One of the main ingredients used in e-cig liquid solutions is propylene glycol (which is used as fog in concerts and theater) and glycerin (which is proven safe in foods).
“We’re putting things in e-cigs proven safe in foods, but it’s not the same as putting it into a vapor and inhaling it,” Foulds explains. “A Mars bar is safe to eat, but I wouldn’t want to inhale it. If something is safe as a food, it’s not highly harmful, but we don’t know what happens when you inhale it.”
There are concerns that nanoparticles from the vapor can be embedded in the lungs, causing inflammation and leaving the lungs vulnerable to infection. A study published in the journal PLOS this year found that the vapors damage the epithelial cells in the airways, leaving them vulnerable to infection.

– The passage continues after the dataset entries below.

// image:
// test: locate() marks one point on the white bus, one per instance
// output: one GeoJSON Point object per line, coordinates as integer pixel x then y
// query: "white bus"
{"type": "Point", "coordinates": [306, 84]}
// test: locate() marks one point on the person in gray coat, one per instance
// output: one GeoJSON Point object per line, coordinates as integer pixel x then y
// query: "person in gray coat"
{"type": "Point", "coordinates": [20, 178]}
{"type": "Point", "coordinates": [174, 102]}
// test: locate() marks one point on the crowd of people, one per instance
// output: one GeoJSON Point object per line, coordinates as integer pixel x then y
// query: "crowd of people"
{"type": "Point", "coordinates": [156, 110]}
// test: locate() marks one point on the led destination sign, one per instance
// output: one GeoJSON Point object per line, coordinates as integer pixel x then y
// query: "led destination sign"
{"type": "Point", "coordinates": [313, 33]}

“E-liquids without nicotine and with nicotine inhibit the lungs’ innate immunity, which helps it defend itself against infections,” study author, Qun Wu, MD, Ph.D, told Yahoo Health earlier this year.
The American Lung Association has called for more governmental oversight because “the reality is that without FDA regulation and review, we don’t know what is in e-cigarettes.”

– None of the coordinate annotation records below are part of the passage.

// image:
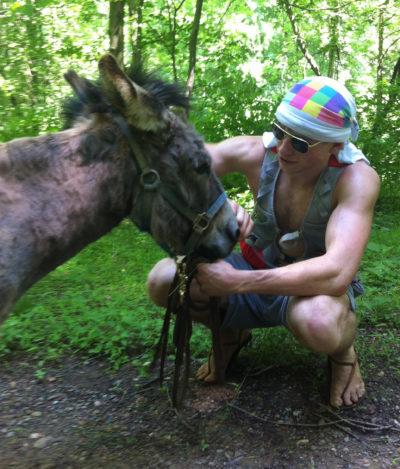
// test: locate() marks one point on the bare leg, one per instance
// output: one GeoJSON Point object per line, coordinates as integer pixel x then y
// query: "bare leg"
{"type": "Point", "coordinates": [158, 284]}
{"type": "Point", "coordinates": [327, 325]}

The few studies that looked at e-cigarettes’ cardiovascular effects find that the ones containing nicotine raise heart rate and blood pressure. This is from the nicotine kick, which acts as a stimulant and prompts an adrenaline rush in the body. But studies have also found that e-cigarettes didn’t cause the type of disruptions in the body seen with tobacco smoking.
One small European study compared the heart functions of 20 young tobacco smokers versus 22 e-cigarette users seven minutes after using their products. The study conducted in Greece found none of the heart problems associated with tobacco cigarettes among e-cigarette users. Its lead researcher, Dr. Konstantinos Farsalinos, said in a statement: “This is an indication that although nicotine was present in the liquid used (11mg/ml), it is absorbed at a lower rate compared to regular cigarette smoking.”

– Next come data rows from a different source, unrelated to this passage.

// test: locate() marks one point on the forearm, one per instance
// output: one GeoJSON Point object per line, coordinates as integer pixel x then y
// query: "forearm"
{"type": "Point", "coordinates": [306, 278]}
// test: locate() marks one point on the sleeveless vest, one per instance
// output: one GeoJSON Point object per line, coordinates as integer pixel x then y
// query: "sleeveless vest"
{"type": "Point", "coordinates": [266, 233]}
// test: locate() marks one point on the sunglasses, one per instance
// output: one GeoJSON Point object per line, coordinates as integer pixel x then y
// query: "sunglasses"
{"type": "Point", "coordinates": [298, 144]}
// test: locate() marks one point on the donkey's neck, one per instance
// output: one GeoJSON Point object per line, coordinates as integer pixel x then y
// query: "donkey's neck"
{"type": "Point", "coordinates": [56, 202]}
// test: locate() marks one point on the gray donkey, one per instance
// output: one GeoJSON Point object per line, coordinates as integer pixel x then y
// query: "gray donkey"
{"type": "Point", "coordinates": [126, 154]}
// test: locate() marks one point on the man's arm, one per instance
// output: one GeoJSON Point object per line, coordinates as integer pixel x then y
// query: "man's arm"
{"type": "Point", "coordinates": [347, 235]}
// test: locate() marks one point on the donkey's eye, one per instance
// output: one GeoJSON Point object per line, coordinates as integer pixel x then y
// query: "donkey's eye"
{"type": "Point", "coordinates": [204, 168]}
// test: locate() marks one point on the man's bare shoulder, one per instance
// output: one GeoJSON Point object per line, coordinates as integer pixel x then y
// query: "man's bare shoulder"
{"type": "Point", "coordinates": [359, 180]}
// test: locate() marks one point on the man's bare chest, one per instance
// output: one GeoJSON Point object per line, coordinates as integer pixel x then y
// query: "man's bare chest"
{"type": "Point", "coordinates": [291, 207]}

The American Heart Association says there needs to be more research into this topic and called for rigorous examination of the “long-term impact of this new technology on public health, cardiovascular disease and stroke.”
When nicotine enters the brain, it releases a feeling of pleasure as dopamine levels increase.
Nicotine, while not considered a carcinogen, is still addictive and may “prime the brain to become addicted to other substances,” according to the National Institute on Drug Abuse.
One of the biggest concerns by anti-tobacco advocates is that e-cigarettes will get users hooked on nicotine and will serve as a gateway to tobacco use.
Nicotine can be detrimental to your baby if you’re pregnant. It affects the development of the baby’s lungs and brains, and can cause problems like preterm birth, low birth weight, and stillbirth in higher rates, research shows.
“For smokers of e-cigarettes, we know it’s going to increase premature birth [and] increase intensive care state,” Foulds says. “These are things that affect babies for life. Some believe e-cigs are completely safe — it’s not quite true.”